The challenge with today’s dominant database model is that log files, graphics, documents, and social media data doesn’t fit so well into the orderly rows-and-columns world of relational databases. It’s almost futile to attempt to design a database schema that will capture the potentially huge and unpredictable influx of unstructured data, coming from a multitude of sources from inside and outside the enterprise. Data managers and administrators cannot keep up with all the new data sources that are being added, or others that are being taken offline, at a moment’s notice. They simply don’t have time or resources to keep up. Yet, data analytics and reporting derived from all this new data needs to be delivered on an often real-time or near-real-time basis. In addition, the ability to maintain database performance is getting more complex and difficult. Standby solutions such as ramping up storage capacity, processing capacity, or database tuning simply aren’t enough to stave off this tsunami.

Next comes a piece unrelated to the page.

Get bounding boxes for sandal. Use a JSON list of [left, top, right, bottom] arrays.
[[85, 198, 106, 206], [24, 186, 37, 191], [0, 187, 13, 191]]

In response, a new generation of databases and data platforms is coming into full fruition. Another recent survey of 304 data managers and professionals, conducted by Unisphere Research and sponsored by SAP, finds that 43% of organizations across North America currently have big data initiatives underway, many supported by the adoption of new technologies such as NoSQL and NewSQL databases and Hadoop. (“2013 Big Data Opportunities Survey”)
A few years ago, many database professionals began experimenting with Not Only SQL (NoSQL) databases, which take structured data out of the equation and rely on queries that are straight key-value pairs. NoSQL databases also have another advantage, as they can be readily run on commodity hardware. NoSQL databases support unstructured or nonrelational data types now flooding organizations. A survey of 298 data managers and professionals conducted by Unisphere Research among IOUG members finds about 11% have adopted NoSQL within enterprise settings, a number expected to grow to 15% within the year. (“Big Data, Big Challenges, Big Opportunities: 2012 IOUG Big Data Strategies Survey,” sponsored by Oracle)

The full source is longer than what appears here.